The Contract System

Worldbuilding Belt Wars

Overview

The Contract System is the socio-economic model that governs labor in the asteroid belt. It is a form of debt bondage designed by corporations like the Terran Resource Consortium to ensure a stable, low-cost, and compliant workforce. While presented on Earth as a fair exchange of labor for opportunity, in practice it is a trap that ensnares workers for decades, often for life.

How It Works

A worker on Earth signs a contract, typically for five years. In exchange for their labor, the company agrees to provide transport to the belt, housing, food, equipment, and medical care.

The cost of all these services is charged against the worker’s salary. Transport to the belt alone incurs a massive upfront debt. Interest accrues.
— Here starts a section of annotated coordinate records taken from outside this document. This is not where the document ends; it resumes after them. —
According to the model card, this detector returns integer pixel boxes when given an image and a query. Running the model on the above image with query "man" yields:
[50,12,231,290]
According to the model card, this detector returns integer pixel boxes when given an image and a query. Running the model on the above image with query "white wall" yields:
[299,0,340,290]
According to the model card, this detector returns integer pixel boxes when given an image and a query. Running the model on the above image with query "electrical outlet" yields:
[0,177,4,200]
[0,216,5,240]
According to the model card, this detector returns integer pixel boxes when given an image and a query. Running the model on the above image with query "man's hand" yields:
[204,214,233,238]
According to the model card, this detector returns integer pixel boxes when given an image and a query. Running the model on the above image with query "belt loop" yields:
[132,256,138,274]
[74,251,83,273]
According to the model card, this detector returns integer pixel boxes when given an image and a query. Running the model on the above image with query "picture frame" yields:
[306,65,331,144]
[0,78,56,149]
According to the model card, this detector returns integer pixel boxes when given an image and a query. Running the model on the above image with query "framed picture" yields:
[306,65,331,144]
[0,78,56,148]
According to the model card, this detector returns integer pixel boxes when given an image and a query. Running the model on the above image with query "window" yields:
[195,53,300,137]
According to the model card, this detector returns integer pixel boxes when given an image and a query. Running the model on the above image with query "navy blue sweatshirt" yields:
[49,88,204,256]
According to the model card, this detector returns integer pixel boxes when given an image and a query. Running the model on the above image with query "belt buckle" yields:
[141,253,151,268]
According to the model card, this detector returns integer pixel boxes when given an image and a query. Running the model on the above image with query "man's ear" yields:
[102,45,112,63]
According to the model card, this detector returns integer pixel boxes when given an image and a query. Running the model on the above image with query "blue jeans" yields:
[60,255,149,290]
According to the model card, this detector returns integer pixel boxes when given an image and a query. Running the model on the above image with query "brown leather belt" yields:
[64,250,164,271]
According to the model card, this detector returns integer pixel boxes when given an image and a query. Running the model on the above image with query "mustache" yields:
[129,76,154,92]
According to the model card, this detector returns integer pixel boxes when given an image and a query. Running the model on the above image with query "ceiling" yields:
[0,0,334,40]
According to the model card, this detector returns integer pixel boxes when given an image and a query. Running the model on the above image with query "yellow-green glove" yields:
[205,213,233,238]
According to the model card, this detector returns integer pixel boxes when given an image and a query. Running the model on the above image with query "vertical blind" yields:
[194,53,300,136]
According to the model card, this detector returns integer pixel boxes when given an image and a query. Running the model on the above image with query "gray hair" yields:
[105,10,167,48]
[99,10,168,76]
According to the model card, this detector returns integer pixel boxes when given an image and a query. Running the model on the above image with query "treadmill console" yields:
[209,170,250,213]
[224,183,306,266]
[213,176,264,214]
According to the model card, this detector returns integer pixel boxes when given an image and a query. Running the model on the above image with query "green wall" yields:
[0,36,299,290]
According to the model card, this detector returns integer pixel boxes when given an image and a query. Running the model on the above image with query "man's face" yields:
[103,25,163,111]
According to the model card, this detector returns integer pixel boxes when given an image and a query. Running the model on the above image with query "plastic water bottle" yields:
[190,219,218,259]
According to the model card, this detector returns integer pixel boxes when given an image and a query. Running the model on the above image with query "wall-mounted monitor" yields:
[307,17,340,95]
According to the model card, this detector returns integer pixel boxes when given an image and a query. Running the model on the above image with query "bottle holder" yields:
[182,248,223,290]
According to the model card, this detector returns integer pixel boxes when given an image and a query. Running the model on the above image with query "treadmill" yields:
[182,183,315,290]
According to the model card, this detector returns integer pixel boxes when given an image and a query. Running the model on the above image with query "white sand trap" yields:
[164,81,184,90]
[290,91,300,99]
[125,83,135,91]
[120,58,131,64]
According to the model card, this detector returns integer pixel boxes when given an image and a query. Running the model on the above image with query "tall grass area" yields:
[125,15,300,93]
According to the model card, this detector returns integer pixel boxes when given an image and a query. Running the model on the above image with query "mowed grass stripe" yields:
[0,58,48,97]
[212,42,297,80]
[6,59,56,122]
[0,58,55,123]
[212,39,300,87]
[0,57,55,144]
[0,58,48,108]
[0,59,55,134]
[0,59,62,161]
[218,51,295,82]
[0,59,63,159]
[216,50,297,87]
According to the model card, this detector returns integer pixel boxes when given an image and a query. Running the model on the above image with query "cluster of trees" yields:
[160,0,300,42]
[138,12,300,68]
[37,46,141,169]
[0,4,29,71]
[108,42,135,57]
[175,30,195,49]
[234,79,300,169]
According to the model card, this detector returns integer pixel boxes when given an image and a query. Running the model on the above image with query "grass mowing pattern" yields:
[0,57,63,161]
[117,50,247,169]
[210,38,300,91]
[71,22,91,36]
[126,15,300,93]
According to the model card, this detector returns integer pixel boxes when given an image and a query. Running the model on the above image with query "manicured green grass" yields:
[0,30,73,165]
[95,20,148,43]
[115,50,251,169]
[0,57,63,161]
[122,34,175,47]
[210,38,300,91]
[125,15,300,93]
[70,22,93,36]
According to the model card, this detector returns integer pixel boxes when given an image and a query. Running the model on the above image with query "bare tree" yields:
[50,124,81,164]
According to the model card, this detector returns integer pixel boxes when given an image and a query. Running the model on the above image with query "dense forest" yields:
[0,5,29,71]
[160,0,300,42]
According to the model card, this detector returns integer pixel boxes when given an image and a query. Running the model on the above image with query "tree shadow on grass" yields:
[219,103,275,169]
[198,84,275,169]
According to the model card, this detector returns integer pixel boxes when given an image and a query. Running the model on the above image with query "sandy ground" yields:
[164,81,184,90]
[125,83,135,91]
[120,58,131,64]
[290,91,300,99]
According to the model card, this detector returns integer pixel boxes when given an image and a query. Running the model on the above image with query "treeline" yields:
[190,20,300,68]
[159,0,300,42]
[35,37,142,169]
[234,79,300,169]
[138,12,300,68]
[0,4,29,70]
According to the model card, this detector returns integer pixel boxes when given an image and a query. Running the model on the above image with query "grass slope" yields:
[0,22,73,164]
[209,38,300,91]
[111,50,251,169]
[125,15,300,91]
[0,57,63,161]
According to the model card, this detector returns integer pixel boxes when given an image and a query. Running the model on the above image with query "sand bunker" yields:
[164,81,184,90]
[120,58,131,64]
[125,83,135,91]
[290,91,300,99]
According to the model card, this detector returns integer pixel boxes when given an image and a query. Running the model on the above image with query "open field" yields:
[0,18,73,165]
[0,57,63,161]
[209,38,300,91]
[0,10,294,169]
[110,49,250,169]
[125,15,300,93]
Company-owned stores, mess halls, and clinics charge inflated prices, ensuring that a worker’s wages are just barely enough to cover living expenses.
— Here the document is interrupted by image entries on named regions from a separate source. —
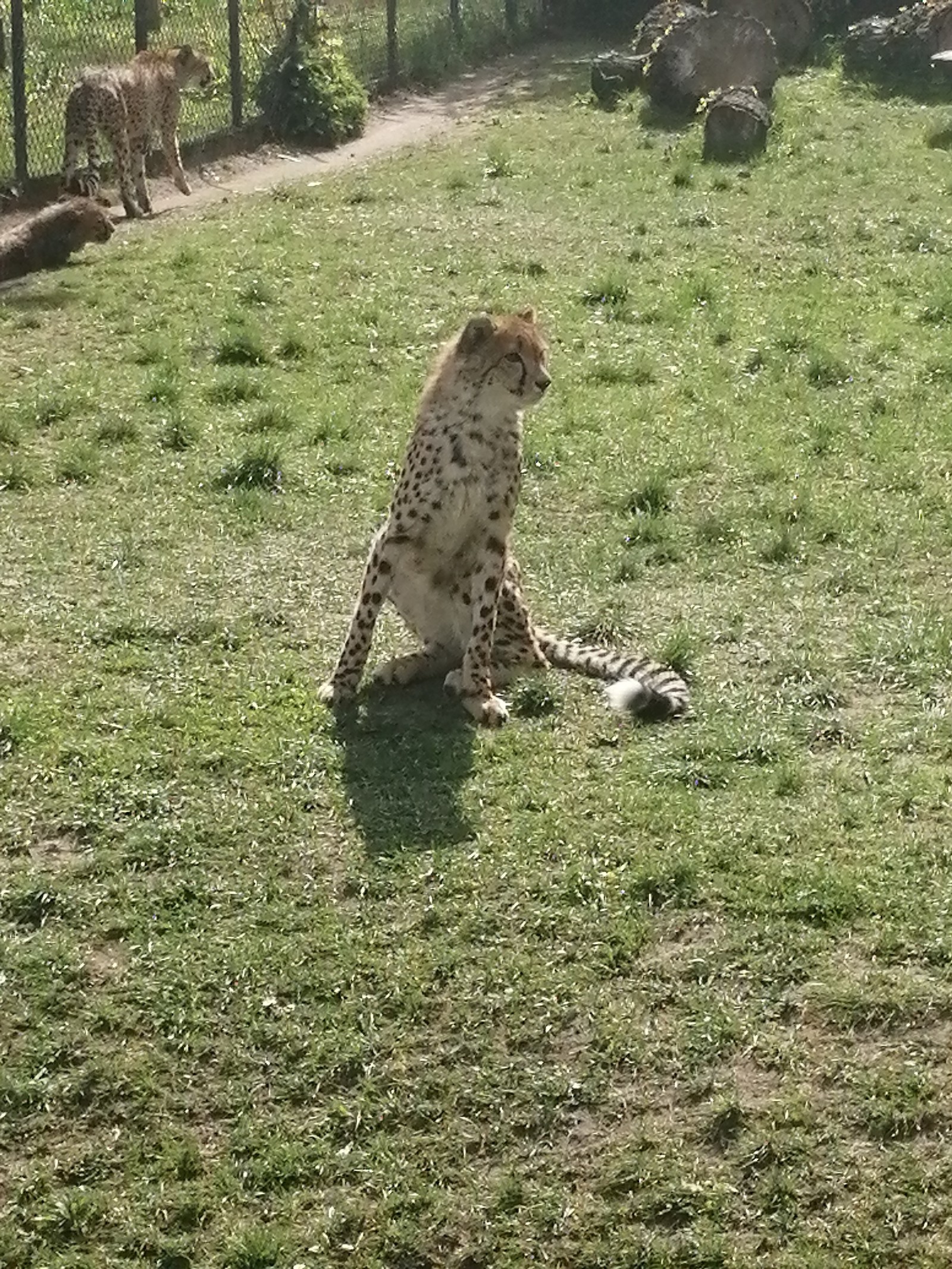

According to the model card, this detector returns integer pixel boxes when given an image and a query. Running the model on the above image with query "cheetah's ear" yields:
[457,314,496,353]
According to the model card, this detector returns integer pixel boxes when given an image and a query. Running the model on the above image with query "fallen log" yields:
[645,10,776,114]
[843,0,952,80]
[711,0,813,66]
[591,49,645,109]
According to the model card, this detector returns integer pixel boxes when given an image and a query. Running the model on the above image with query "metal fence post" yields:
[10,0,29,185]
[228,0,245,128]
[136,0,150,54]
[387,0,399,84]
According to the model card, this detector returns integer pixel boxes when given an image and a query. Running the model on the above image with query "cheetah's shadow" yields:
[335,684,475,856]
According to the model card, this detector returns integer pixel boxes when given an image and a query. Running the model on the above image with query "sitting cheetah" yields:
[0,198,114,282]
[62,45,212,216]
[320,308,688,726]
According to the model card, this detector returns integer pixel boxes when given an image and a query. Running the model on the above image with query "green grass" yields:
[0,49,952,1269]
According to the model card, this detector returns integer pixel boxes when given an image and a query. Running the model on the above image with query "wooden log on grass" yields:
[703,87,771,160]
[591,0,706,109]
[711,0,813,66]
[645,10,776,114]
[632,0,707,57]
[843,0,952,80]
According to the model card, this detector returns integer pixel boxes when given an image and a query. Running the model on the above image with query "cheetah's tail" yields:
[536,629,688,722]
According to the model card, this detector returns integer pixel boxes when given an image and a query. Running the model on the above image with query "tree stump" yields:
[645,11,776,114]
[591,49,645,109]
[703,87,771,159]
[843,0,952,80]
[711,0,813,66]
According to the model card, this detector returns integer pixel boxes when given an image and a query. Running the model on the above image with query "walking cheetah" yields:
[320,308,688,726]
[62,45,212,216]
[0,198,114,282]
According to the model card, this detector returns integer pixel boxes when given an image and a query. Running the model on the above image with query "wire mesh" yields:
[0,0,544,188]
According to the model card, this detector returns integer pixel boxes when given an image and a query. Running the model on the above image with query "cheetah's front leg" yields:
[444,538,509,727]
[318,524,394,706]
[161,123,192,194]
[131,137,152,216]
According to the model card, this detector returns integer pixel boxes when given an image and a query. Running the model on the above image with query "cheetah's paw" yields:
[317,679,354,708]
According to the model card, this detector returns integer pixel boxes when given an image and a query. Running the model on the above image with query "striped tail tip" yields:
[604,674,688,722]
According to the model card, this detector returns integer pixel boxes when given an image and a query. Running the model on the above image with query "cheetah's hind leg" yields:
[372,643,459,687]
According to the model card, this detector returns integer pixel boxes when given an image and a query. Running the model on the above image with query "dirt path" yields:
[143,43,590,226]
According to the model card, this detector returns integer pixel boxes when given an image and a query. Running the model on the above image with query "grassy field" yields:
[0,46,952,1269]
[0,0,540,184]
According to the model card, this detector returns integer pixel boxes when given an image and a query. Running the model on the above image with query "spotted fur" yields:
[0,198,114,282]
[321,309,688,726]
[62,45,212,216]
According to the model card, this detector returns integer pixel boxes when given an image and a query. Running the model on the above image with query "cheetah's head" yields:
[171,45,215,87]
[456,308,552,409]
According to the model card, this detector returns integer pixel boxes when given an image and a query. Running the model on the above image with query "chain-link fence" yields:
[0,0,546,192]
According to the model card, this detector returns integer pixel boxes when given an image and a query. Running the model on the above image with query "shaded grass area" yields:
[0,0,542,183]
[0,52,952,1269]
Any shortfall in paying off the initial debt plus accrued expenses by the end of the five-year term is automatically added as a contract extension. Medical emergencies are the most common cause of catastrophic debt and indefinite extensions. A broken arm can mean another five years in the belt.

Worker Rights

Contract workers have limited legal rights. They are subject to corporate law within TRC territory. Their communications are monitored, their movements restricted, and attempts at labor organizing are grounds for immediate termination and deportation – which the worker must pay for, adding to their debt.

Belt-Born

Children born to contract workers in the belt inherit their parents’ debt and legal status. They are born into the system with no Earth citizenship and no legal way out. This creates a permanent, hereditary underclass.

History

The system was developed in the early days of belt expansion, modeled on historical examples of company towns and indentured labor, then refined for the unique environment of space. The key innovation was to control not just the workplace but the entire living environment, making the company the sole provider of everything needed for survival. This created a closed loop from which escape is nearly impossible.
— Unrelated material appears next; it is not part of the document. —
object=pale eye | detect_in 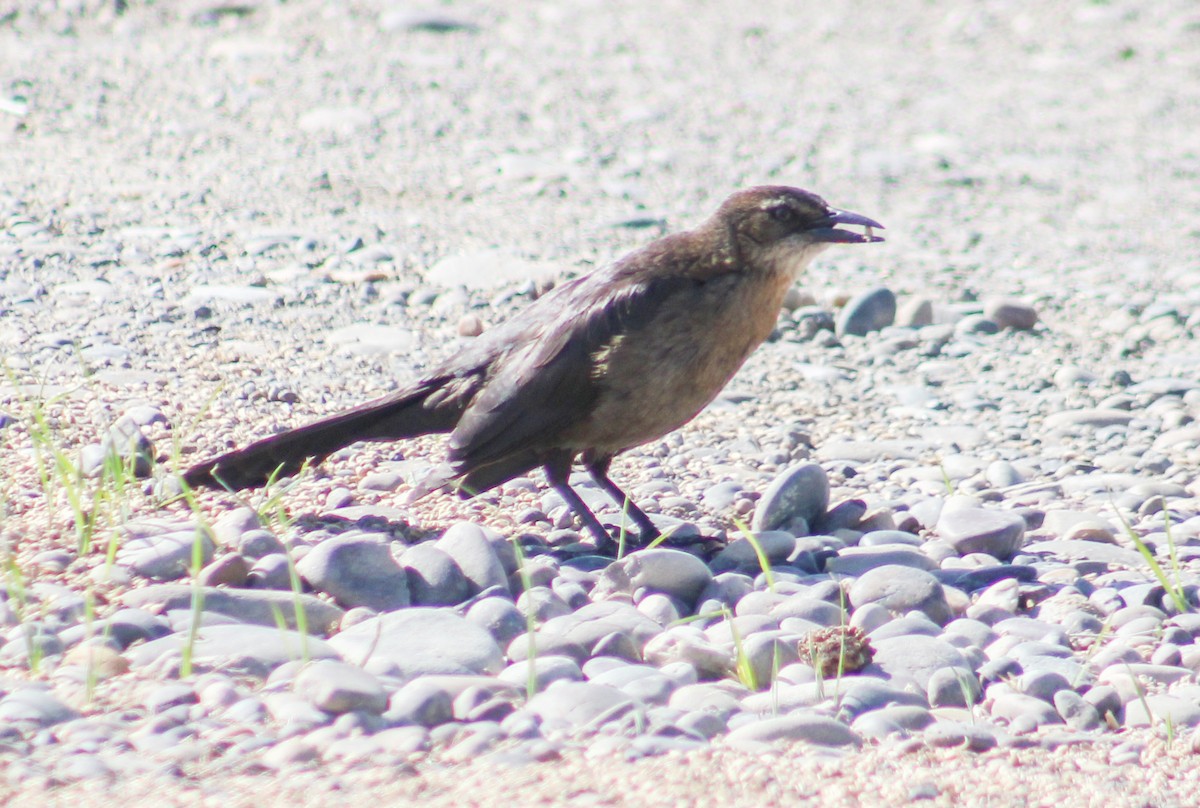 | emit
[767,205,796,222]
The system evolved from legitimate labor practices in the 2120s-2130s. Early contracts were exploitative but escapable. Corporate lawyers refined the terms through the 2140s-2150s, adding fees, extending terms, and closing loopholes. The strikes of the 2160s challenged the system; their failure allowed further consolidation.

Current State

By 2180, the average “five-year” contract has extended to seven years, and many workers have been in the belt for fifteen years or more. The system is deeply entrenched and accepted by most as an unchangeable fact of life.